If $(a-b)(b-c)(a-c) \leqslant 0$ then the inequality is equivalent to$:$ $$3\Big(1-\sqrt[6]{\frac{ab+bc+ca}{a^2+b^2+c^2}} \Big) \geqslant {\frac { \left( b-c \right) \left( c-a \right) \left( a-b \right) }{ \left( a+b \right) \left( b+c \right) \left( c+a \right) }}$$ Or $$9\Big(1-\sqrt[6]{\frac{q}{p^2-2q}}\Big)^2 \geqslant \frac{-4\,{p}^{3}r+{p}^{2}{q}^{2}+18\,pqr-4\,{q}^{3}-27\,{r}^{2}}{(pq-r)^2}$$ Let $0<\frac{q}{p^2-2q}=x^6 \leqslant 1$ thus $q={\frac {{p}^{2}{x}^{6}}{2\,{x}^{6}+1}}.$ Need to prove$:$ $$f(x)=9(1-x)^2 - \left( -4\,{p}^{3}r+{\frac {{p}^{6}{x}^{12}}{ \left( 2\,{x}^{6}+1 \right) ^{2}}}+18\,{\frac {{p}^{3}{x}^{6}r}{2\,{x}^{6}+1}}-4\,{\frac {{p}^{6}{x}^{18}}{ \left( 2\,{x}^{6}+1 \right) ^{3}}}-27\,{r}^{2} \right) \left( {\frac {{p}^{3}{x}^{6}}{2\,{x}^{6}+1}}-r \right) ^{-2 } \geqslant 0$$ Then prove when $x$ increase then $f(x)$ decrease. $(1)$
Finally$,$ we prove $f(1) \geqslant 0$ or ${\frac { \left( {p}^{3}-27\,r \right) ^{2}}{ \left( {p}^{3}-3\,r \right) ^{2}}} \geqslant 0.$
However I can't not prove $(1).$ Can some one help me end it or another solution$?$
Thanks for a real lot!
See also at https://artofproblemsolving.com/community/c6h2206642p16666503
You chose a right way!
I like the $uvw$'s notation:
Let $a+b+c=3u$, $ab+ac+bc=3v^2$ and $abc=w^3$.
Thus, by your work we need to prove that: $$3(a+b)(a+c)(b+c)\left(1-\sqrt[6]{\frac{ab+ac+bc}{a^2+b^2+c^2}}\right)\geq(a-b)(a-c)(b-c)$$ or $$3(9uv^2-w^3)\left(1-\sqrt[6]{\frac{v^2}{3u^2-2v^2}}\right)\geq(a-b)(a-c)(b-c).$$ Now, let $\frac{v^2}{3u^2-2v^2}=t^6,$ where $t>0$.
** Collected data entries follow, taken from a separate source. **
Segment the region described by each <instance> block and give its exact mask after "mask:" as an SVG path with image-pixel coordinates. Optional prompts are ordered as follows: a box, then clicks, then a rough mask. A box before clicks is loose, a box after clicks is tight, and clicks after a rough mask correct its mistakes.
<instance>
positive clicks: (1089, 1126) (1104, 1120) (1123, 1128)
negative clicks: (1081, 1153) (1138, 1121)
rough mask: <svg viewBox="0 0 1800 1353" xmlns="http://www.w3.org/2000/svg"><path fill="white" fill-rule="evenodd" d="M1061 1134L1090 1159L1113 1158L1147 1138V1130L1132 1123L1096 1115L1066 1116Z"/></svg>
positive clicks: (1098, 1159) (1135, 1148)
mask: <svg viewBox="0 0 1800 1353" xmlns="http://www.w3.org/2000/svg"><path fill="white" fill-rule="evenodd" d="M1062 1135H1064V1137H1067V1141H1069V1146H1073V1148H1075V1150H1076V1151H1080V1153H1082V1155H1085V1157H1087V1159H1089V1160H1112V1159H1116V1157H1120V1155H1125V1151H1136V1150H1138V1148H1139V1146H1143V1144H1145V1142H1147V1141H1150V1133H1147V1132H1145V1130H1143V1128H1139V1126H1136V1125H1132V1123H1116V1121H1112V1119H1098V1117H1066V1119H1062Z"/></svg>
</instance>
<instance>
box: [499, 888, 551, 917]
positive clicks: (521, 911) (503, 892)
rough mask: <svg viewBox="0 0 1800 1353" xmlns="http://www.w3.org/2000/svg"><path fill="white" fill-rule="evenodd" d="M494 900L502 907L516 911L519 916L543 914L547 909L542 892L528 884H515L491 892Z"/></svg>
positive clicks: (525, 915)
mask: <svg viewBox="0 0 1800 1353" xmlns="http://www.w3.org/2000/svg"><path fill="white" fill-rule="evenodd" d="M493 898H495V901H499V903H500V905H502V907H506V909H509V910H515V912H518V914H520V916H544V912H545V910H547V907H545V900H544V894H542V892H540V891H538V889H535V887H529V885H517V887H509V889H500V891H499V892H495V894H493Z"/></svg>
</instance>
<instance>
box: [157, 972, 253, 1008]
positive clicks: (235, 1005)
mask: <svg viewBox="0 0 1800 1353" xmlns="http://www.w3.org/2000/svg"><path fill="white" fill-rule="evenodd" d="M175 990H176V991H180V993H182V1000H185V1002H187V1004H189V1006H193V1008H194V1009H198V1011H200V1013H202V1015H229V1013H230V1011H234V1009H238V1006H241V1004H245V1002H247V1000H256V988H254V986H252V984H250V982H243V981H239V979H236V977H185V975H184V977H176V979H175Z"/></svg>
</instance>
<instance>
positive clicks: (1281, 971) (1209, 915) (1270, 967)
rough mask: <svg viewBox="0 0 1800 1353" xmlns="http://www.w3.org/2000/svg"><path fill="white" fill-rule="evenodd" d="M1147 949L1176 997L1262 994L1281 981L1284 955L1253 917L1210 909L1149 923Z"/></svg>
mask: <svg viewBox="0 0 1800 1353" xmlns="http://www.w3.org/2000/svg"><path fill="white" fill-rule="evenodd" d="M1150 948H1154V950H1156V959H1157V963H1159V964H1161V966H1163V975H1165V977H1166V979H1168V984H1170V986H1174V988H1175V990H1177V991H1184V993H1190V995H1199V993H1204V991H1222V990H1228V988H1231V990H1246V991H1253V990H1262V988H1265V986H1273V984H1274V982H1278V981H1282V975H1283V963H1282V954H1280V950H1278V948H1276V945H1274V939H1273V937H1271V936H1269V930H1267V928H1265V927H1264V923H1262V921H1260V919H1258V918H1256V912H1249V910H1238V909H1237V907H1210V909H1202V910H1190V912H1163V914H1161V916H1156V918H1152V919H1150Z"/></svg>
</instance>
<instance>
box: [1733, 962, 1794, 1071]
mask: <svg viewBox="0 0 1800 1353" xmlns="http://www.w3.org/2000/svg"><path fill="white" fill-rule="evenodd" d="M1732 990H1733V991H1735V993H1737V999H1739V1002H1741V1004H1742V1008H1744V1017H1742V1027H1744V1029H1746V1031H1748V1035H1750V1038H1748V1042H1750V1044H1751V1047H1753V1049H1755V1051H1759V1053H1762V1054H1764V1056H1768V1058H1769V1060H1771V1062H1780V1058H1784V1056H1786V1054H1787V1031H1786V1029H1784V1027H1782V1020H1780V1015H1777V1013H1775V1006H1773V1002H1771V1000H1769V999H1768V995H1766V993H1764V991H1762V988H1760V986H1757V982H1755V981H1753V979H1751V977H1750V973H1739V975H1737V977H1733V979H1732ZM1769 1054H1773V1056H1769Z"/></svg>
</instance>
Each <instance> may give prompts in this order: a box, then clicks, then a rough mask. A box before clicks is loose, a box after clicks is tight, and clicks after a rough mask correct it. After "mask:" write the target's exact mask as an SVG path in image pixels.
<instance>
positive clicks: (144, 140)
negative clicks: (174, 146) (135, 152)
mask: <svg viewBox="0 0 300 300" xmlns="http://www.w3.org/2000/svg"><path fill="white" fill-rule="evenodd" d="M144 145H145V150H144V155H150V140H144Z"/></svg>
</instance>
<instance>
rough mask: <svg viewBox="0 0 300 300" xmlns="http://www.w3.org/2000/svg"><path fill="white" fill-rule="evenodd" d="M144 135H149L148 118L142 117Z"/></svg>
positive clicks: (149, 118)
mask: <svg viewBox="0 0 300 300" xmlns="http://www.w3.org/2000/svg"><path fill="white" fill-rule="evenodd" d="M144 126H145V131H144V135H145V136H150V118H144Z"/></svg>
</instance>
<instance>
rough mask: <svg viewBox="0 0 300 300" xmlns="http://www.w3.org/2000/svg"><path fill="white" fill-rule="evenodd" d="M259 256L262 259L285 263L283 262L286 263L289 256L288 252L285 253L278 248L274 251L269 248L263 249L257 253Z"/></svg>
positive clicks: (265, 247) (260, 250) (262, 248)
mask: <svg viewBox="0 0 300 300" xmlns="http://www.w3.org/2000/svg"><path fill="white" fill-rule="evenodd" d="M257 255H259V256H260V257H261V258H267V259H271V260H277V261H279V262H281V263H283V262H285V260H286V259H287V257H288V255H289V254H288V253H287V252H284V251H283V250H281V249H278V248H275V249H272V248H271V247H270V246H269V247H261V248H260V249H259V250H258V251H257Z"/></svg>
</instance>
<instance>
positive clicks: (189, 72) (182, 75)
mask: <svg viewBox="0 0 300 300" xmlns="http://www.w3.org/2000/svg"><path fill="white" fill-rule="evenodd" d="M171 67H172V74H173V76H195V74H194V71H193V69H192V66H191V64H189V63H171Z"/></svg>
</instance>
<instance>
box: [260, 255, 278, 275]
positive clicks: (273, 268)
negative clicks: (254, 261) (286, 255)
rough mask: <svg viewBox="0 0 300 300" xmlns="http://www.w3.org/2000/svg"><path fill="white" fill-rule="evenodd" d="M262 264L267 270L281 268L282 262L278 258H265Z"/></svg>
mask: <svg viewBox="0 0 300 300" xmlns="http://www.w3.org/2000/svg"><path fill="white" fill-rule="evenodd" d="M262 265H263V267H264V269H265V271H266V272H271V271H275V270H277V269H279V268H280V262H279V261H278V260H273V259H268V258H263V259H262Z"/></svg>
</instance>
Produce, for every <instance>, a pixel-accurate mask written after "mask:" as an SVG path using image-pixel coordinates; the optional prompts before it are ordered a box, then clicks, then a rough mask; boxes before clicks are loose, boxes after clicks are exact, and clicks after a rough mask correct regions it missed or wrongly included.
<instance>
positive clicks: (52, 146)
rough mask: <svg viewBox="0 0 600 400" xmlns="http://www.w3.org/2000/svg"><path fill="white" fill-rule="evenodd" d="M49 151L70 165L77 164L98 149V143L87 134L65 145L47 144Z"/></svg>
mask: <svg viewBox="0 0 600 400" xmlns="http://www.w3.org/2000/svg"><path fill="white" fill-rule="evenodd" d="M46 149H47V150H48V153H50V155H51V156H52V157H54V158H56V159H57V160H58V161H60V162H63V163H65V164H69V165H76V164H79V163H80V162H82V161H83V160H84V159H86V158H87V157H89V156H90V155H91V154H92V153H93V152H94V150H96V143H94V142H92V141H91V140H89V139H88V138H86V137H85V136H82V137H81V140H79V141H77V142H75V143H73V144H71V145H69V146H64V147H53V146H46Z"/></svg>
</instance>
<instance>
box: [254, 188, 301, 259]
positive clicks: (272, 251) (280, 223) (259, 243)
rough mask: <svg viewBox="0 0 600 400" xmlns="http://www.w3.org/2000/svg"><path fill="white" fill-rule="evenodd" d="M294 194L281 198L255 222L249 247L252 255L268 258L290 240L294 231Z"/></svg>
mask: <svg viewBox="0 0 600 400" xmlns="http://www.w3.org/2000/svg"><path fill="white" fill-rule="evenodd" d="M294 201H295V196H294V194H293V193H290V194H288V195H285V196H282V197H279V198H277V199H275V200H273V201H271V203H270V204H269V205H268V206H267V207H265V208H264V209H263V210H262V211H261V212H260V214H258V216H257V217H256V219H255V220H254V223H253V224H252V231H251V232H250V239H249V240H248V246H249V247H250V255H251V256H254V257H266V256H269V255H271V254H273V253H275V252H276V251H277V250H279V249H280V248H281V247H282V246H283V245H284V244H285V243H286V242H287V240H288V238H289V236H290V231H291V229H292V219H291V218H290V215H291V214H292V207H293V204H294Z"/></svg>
Thus, since $u^2\geq v^2$, we obtain $0<t\leq1$, $u^2=\frac{1+2t^6}{3t^6}v^2$ and we need to prove that: $$9(9uv^2-w^3)^2(1-t)^2\geq\prod_{cyc}(a-b)^2$$ or $$(9uv^2-w^3)^2(1-t)^2\geq3(3u^2v^4-4v^6-4u^3w^3+6uv^2w^3-w^6)$$ or $$(t^2-2t+4)w^6+6u(2u^2-3(t^2-2t+2)v^2)w^3+9(9t^2-18t+8)u^2v^4+12v^6\geq0.$$ Now, since $$9(9t^2-18t+8)u^2v^4+12v^6=9(9t^2-18t+8)\cdot\frac{1+2t^6}{3t^6}v^6+12v^6=$$ $$=\frac{3v^6(18t^8-36t^7+20t^6+9t^2-18t+8)}{t^6}>0,$$ it's enough to prove our inequality for $$2u^2-3(t^2-2t+2)v^2<0$$ or $$\frac{2(1+2t^6)}{3t^6}-3(t^2-2t+2)<0$$ or $$9t^8-18t^7+14t^6-2>0,$$ which with $0<t\leq1$ gives $0.85...<t\leq1$ and it's enough to prove that $$9u^2(2u^2-3(t^2-2t+2)v^2)^2-(t^2-2t+4)(9(9t^2-18t+8)u^2v^4+12v^6)\leq0$$ or $$\frac{1+2t^6}{t^6}\left(\frac{2(1+2t^6)}{3t^6}-3(t^2-2t+2)\right)^2-(t^2-2t+4)\left(\frac{1+2t^6}{t^6}(9t^2-18t+8)+4\right)\leq0$$ or $$(t-1)^2(81t^{18}+t^{16}+2t^{15}+3t^{14}+4t^{13}+59t^{12}+6t^{11}+4t^{10}+$$ $$+2t^9-2t^7+5t^6-6t^5-5t^4-4t^3-3t^2-2t-1)\geq0,$$ which is true for $9t^8-18t^7+14t^6-2>0$ and $0<t\leq1$.